Fry's most important associate was a young French Protestant named Daniel Bénédite who functioned as his Chef de Cabinet and often his eyes and ears. Bénédite was briefly imprisoned by the French for his activities with ERC, but released through the intervention of one of the American diplomats in Marseille. American Charles Fernley Fawcett was the security guard, responsible for policing the long line of refugees waiting to be interviewed at Fry's headquarters. Fawcett also secured the release of several interned woman by claiming to be married to them.
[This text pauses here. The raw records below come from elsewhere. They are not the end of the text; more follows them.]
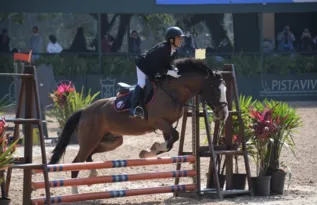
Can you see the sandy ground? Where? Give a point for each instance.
(302, 189)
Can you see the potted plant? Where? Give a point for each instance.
(6, 155)
(286, 121)
(262, 127)
(66, 101)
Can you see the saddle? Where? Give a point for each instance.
(123, 99)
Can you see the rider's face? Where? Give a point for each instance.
(178, 41)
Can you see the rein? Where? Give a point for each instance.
(179, 105)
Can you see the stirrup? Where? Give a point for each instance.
(140, 110)
(137, 112)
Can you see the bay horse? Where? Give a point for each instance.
(101, 127)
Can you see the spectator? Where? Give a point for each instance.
(4, 41)
(285, 40)
(36, 43)
(306, 44)
(79, 42)
(53, 46)
(107, 43)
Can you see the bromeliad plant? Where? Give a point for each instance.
(287, 121)
(66, 101)
(273, 125)
(262, 127)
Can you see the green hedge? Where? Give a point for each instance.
(245, 65)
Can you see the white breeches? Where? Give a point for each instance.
(141, 77)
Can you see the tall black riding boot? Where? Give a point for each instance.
(134, 110)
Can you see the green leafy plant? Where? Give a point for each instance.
(288, 122)
(67, 101)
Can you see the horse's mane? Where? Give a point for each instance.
(192, 65)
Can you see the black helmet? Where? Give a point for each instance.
(172, 32)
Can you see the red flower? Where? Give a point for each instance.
(3, 125)
(62, 91)
(263, 125)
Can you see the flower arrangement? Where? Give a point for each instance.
(263, 127)
(66, 101)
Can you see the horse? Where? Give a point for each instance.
(101, 126)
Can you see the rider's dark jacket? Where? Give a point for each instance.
(158, 60)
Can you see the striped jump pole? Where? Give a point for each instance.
(116, 164)
(113, 178)
(114, 194)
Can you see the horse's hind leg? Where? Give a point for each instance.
(108, 143)
(170, 136)
(86, 146)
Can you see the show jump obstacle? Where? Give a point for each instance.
(212, 151)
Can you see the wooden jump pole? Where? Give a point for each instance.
(114, 194)
(114, 164)
(113, 178)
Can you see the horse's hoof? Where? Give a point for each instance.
(75, 190)
(156, 146)
(147, 154)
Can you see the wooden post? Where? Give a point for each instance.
(28, 137)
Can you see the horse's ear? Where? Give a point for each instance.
(218, 74)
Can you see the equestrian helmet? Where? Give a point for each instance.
(172, 32)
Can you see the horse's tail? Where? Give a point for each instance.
(66, 134)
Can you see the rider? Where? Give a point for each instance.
(156, 62)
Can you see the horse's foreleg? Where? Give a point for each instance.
(93, 172)
(170, 136)
(108, 143)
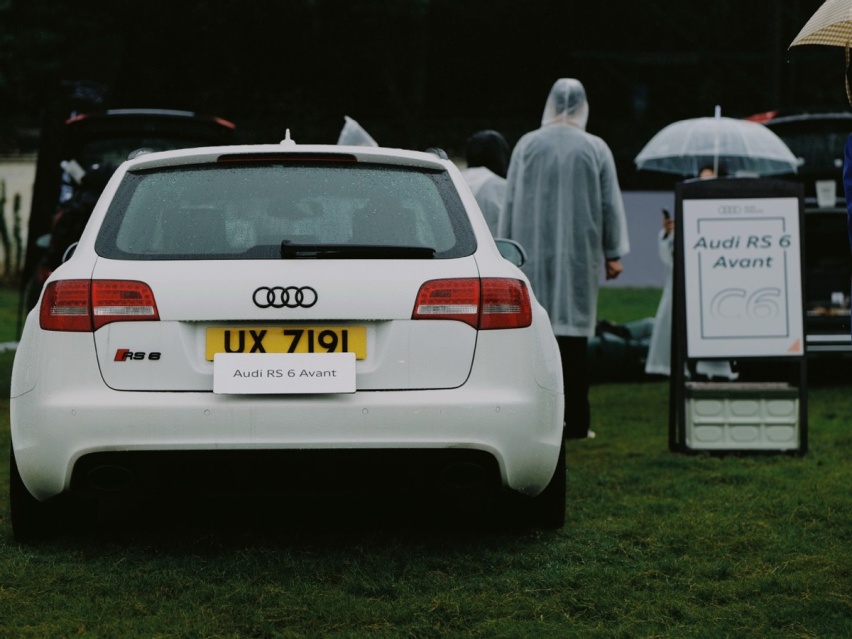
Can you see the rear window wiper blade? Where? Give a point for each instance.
(291, 251)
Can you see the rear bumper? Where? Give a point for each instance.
(508, 416)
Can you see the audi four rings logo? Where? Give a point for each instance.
(285, 297)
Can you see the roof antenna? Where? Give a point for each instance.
(287, 141)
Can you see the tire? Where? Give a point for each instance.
(31, 519)
(547, 510)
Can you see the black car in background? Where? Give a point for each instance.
(81, 143)
(818, 140)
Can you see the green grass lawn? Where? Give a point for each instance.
(656, 544)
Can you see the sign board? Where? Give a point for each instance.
(738, 299)
(742, 269)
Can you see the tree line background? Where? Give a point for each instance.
(416, 73)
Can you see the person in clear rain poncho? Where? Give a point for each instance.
(564, 205)
(487, 155)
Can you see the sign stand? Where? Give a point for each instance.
(738, 362)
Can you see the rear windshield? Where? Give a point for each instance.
(275, 211)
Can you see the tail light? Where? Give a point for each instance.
(86, 305)
(484, 304)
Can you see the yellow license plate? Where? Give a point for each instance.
(288, 339)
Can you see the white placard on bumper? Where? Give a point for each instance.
(277, 373)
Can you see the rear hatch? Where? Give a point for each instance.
(249, 256)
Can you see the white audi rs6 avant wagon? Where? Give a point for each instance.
(284, 317)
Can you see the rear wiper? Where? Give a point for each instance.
(291, 251)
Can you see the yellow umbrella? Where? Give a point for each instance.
(831, 24)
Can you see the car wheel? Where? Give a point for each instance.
(547, 510)
(31, 519)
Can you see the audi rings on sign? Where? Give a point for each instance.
(284, 297)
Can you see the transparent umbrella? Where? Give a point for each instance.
(742, 146)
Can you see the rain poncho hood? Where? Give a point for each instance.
(566, 104)
(564, 206)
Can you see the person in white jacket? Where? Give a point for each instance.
(487, 156)
(564, 206)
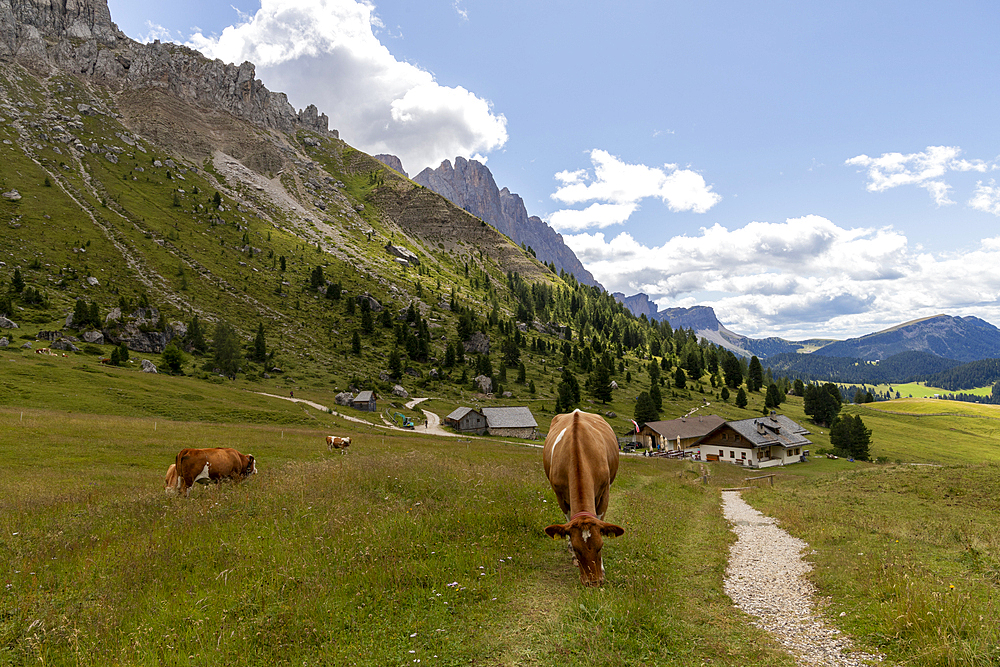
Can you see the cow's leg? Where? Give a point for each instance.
(203, 477)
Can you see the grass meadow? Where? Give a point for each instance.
(908, 557)
(412, 547)
(407, 548)
(922, 390)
Among Fry's closest associates were Americans Miriam Davenport, a former art student at the Sorbonne, and Chicago heiress Mary Jayne Gold, a lover of the arts and the "good life" who had come to Paris in the early 1930s. Gold was wealthy and financed many of the operations of the ERC.
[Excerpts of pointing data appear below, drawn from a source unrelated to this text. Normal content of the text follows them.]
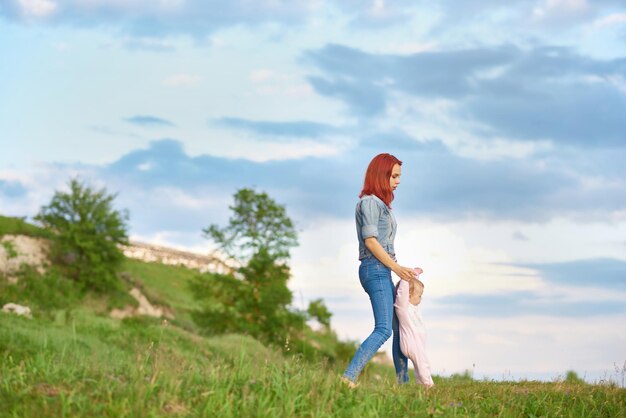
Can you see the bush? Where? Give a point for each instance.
(86, 231)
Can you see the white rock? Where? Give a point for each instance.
(17, 309)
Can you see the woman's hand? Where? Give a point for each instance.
(405, 273)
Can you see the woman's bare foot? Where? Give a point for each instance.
(349, 382)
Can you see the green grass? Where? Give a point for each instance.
(71, 359)
(88, 365)
(165, 285)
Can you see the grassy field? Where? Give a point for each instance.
(76, 361)
(87, 365)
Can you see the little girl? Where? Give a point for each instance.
(412, 331)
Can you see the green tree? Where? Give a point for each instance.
(86, 231)
(256, 299)
(318, 310)
(258, 225)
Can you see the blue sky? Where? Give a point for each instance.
(509, 118)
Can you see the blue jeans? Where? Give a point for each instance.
(376, 281)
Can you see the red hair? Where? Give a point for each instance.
(377, 177)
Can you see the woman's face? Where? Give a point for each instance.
(394, 180)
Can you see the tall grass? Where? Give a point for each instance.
(86, 365)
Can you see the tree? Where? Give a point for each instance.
(318, 310)
(258, 225)
(259, 235)
(86, 231)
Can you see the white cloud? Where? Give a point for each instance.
(261, 75)
(610, 20)
(37, 8)
(182, 80)
(561, 10)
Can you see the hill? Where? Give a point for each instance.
(73, 359)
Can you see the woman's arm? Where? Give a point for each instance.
(405, 273)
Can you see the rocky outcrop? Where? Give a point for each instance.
(17, 309)
(156, 254)
(16, 250)
(144, 308)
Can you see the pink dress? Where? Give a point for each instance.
(412, 334)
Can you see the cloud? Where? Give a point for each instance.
(438, 183)
(197, 18)
(519, 236)
(148, 121)
(608, 273)
(532, 94)
(182, 80)
(291, 129)
(521, 304)
(12, 189)
(150, 44)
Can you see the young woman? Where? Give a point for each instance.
(376, 230)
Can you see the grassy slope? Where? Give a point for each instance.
(94, 366)
(81, 363)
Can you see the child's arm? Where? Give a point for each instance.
(402, 297)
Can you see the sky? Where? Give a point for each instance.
(509, 118)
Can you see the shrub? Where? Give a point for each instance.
(86, 231)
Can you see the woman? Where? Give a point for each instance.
(376, 230)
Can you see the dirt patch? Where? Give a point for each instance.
(16, 250)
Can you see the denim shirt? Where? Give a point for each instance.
(375, 219)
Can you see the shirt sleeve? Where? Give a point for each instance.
(370, 213)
Especially instrumental in getting Fry the U.S. visas he needed for the artists, intellectuals and political dissidents on his list was Hiram Bingham IV, an American Vice Consul in Marseille. Bingham was personally responsible for issuing thousands of visas, many not in accordance with U.S. immigration policies. Another diplomat in Marseille was Mexican Gilberto Bosques Saldívar who is credited with giving visas to 40,000 persons, mostly Jews, to emigrate to Mexico. The Unitarian office in Lisbon, under the direction of Charles Joy and, later, Robert Dexter, helped refugees to wait in safety for visas and other necessary papers, and to gain passage by sea from Lisbon. The YMCA representative in Marseille, Donald A. Lowrie was the leader of an advocacy group for refugees of 25 aid organizations in Vichy France. Lowrie obtained false passports from Czech diplomat Vladamir Vochoc for Czech refugees, including many Jews, and passed them on to Fry. In the United States, helping to secure visas for refugees, was Alfred Barr, Director of the Museum of Modern Art, and his wife Margaret Scolari Barr, an art historian also working at the MoMA.
The Centre Americain de Secours office in Marseille continued to function after Fry's departure in September 1941, getting an additional 300 people out of France. The Vichy government ordered the office closed in June 1942.